Looking at the absolute numbers, there is clearly more strength than weakness in the current market. The Nasdaq Bullish Percent Index (58.38%) is the lowest, while the Dow BPI is the highest (83.33%). As confirmed with weakness in the Nasdaq AD Line, the rank-and-file Nasdaq stocks are not keeping pace with Nasdaq large-caps. Within the sectors, the consumer discretionary and energy sectors are the weakest, but only the energy sector shows a Bullish Percent Index below 50%. Info technology and industrials are the strongest with readings above 80%. Again, the only sign of real weakness is in the energy sector. Now let's look at some individual charts.
The S&P 500 Bullish% Index has been trending lower since September, but remains comfortably above 50%. While this is technically a bearish divergence, we must keep in mind that over 70% of the S&P 500 stocks are on P&F buy signals. That ain't shabby. The brief dip below 50% in early July turned out to be a bear trap as the indicator surged back above 50% quite quickly.
The Nasdaq 100 Bullish% Index remains well above 50%, but is not nearly as strong as it was in September. This shows narrowing participation on the latest advance above 1750. Even so, 70% participation is still enough to fuel an advance.
The Consumer Discretionary Bullish% Index ($BPDISC) remains above 50%, but is trending lower over the last two months. There is a huge bearish divergence working as XLY moved higher from October to early December. A break above 65% is needed to reverse the fall in the BPI. Even though I am quite concerned with the bearish divergence, it still takes a move below 50% to turn fully bearish.

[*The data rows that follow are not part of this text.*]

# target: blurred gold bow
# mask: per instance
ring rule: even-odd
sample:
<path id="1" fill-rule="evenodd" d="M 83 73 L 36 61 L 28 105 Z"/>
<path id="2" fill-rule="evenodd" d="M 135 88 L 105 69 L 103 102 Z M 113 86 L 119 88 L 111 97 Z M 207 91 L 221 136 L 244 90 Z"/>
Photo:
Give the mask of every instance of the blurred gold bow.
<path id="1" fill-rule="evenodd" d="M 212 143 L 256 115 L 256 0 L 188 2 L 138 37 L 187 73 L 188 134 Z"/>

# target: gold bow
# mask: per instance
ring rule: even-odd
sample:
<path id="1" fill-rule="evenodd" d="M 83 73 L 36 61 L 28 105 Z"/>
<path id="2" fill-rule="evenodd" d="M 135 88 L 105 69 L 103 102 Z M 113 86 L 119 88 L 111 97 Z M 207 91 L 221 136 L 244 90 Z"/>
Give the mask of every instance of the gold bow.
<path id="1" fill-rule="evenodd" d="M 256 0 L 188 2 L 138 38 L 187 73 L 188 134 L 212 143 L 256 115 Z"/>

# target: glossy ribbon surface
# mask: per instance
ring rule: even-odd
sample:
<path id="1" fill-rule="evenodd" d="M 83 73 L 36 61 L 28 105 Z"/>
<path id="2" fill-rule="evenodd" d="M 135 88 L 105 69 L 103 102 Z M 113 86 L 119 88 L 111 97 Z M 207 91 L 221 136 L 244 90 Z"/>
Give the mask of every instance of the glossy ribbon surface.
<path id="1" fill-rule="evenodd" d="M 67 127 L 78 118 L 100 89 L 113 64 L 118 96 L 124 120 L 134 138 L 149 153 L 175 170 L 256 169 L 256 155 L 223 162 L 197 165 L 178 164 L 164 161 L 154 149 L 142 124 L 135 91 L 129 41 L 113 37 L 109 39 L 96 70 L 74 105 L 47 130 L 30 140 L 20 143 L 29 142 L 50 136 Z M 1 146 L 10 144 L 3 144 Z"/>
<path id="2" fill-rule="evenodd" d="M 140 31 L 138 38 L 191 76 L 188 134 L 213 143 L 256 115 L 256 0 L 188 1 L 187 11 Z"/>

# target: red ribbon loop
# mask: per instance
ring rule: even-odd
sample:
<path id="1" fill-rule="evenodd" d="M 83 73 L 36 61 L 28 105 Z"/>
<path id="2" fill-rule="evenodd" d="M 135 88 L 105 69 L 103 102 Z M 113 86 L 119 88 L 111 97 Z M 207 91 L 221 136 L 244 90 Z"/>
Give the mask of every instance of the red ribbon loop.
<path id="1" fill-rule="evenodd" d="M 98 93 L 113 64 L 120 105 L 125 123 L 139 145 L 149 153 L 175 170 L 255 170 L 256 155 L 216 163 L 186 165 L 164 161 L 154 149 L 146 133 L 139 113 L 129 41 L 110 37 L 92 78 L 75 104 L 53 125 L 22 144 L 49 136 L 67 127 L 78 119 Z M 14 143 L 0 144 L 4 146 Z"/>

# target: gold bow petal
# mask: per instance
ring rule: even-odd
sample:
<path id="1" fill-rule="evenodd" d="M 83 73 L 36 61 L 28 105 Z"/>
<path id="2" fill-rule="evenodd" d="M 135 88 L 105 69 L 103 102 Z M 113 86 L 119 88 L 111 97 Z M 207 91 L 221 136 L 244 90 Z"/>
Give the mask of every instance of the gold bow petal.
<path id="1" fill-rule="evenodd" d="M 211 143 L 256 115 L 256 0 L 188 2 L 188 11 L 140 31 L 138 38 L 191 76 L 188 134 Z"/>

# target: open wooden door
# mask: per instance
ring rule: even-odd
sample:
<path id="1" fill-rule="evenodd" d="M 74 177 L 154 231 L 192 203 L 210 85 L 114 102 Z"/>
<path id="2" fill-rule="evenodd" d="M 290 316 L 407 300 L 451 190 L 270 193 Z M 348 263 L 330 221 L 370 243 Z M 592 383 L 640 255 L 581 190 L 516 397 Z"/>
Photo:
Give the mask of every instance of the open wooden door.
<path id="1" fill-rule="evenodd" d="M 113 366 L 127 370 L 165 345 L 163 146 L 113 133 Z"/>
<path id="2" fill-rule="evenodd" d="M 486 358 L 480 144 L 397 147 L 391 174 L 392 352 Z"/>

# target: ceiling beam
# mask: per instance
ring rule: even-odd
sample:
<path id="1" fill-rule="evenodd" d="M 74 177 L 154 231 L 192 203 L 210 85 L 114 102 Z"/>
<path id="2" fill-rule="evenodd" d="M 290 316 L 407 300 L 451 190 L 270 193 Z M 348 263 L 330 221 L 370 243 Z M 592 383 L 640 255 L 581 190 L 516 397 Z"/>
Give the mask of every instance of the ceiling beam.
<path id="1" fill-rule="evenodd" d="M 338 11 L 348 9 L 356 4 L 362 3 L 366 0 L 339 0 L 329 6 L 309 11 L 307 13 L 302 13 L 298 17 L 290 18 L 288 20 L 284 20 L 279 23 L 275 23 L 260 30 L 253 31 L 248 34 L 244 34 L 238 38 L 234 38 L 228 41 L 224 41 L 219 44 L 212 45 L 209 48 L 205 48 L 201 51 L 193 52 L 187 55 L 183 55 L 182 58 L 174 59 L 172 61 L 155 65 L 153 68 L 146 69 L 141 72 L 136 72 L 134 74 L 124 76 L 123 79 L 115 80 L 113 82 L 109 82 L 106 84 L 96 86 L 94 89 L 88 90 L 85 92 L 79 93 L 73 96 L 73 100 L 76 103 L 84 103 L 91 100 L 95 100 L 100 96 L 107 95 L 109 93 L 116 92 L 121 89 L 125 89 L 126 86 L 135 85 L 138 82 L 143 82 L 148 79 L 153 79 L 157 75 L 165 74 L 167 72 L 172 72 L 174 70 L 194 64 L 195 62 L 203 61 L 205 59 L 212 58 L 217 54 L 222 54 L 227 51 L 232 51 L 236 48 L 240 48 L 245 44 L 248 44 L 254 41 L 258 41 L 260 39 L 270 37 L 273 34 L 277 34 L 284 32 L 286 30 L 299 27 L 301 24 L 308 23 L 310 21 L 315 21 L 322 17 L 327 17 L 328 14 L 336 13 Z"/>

The Energy Bullish% Index is in a downtrend and below 50%, which is unequivocally bearish. Only a move above 55% would be considered enough to reverse this slide.
Even though the finance sector is relatively weak and the Bullish Percent Index is trending down, the BPI remains well above 50% and XLF is still above support from the Sep-Oct-Nov lows. A break above 70% in the BPI would be bullish.
The Healthcare SPDR (XLV) surged in November with a 15% gain, but the Bullish Percent Index remained flat. Over 67.5% of stocks remained on P&F buy signals. Evidently, the right stocks remained on P&F buy signals to continuing fueling the rally. A break below 67.5% would show underlying weakness that could give way to a top.